The only way I could think of is that somewhere down the chain (very low level) there has to be a loop and each time it checks if there is data available on any of the fd's, and if there is data available it notifies the caller.
There are no loops. At the lowest level, the kernel posts a DMA request to an I/O device like "read from block foo and copy the contents into memory address bar". The CPU can then idle or go do something else. The device writes to RAM directly and once it's done it sends a hardware interrupt that the kernel can handle. Eventually the usermode process gets notified.

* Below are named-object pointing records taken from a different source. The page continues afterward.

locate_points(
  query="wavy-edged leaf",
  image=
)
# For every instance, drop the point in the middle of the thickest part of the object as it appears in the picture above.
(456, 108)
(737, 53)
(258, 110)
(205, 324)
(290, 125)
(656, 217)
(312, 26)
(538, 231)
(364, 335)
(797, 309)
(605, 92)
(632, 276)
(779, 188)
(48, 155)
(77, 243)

If you don't want to use asynchronous I/O, you could also create a separate thread for each file you want to read and perform a normal synchronous read. When the read completes you signal it via a semaphore/event/condition variable, and you wait in the the main thread on all of them. It's not really any more efficient (probably a lot less so).
People that write kernals/operating systems how do they make these requests? What libraries, languages do they use?

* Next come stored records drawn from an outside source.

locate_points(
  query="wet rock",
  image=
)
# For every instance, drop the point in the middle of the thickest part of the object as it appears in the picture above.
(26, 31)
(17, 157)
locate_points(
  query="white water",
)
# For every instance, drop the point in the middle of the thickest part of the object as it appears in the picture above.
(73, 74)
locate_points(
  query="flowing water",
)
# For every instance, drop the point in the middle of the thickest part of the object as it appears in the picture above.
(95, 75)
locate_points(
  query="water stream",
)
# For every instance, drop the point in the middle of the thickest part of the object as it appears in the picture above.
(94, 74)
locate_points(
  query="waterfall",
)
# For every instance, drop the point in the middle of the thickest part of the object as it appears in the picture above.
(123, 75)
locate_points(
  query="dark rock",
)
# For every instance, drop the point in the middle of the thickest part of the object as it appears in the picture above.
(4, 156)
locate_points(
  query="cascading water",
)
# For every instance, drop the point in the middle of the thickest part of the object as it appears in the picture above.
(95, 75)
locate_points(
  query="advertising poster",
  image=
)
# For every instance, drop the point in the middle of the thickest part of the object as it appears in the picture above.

Pfft... No idea. Grab the source for an open source kernel and start browsing. They don't use any libraries, I can tell you that.
<edit>
The relevant sources in Linux seem to be under /drivers/ata/sata_* in the latest source tarballs.
</edit>
By device you mean hard disk for example?
Yes.
So how do you think epoll monitors multiple files? That's still usermode. I should be able to set it up as efficient as those libraries on my own.

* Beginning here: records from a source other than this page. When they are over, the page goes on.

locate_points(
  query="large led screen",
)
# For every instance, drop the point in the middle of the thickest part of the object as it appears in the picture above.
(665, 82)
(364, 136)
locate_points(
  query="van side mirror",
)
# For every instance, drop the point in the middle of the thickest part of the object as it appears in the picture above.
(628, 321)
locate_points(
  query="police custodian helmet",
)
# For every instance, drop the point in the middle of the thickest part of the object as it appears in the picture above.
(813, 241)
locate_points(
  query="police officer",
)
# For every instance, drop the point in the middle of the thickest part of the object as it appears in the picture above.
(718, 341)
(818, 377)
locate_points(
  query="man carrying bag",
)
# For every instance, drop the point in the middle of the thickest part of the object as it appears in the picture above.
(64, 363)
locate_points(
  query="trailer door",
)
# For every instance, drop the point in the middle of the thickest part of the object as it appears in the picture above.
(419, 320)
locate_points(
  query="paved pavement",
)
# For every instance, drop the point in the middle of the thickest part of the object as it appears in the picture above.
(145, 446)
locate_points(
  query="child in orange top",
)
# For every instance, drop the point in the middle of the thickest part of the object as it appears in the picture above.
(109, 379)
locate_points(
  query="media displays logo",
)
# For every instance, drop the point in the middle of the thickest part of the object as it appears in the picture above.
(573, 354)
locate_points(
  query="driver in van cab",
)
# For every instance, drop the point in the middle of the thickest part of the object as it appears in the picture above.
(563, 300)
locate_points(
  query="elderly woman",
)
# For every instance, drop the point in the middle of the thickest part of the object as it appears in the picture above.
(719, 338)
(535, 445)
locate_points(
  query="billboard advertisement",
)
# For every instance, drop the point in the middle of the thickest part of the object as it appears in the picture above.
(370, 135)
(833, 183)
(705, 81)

Nope. epoll has a kernel mode component.
The central concept of the epoll API is the epoll instance, an in-kernel data structure
I'm going way way back to UNIX system 5, but, as I recall, when a process blocks, the kernel put it on a queue with a small bit of data indicating the event that it was blocked on. That might be the inode of a file it it was waiting for I/O, or the wakeup time if it was sleeping, etc. The system call for checking multiple I/O is poll(). Poll takes a bitmap of the file descriptors that it's waiting for, so it might make sense for that same bitmap to be the event that the process waits for.
When events happen that could wake up a process, the kernel checks the wait queue. If any process was waiting for the event, it schedules the process to run.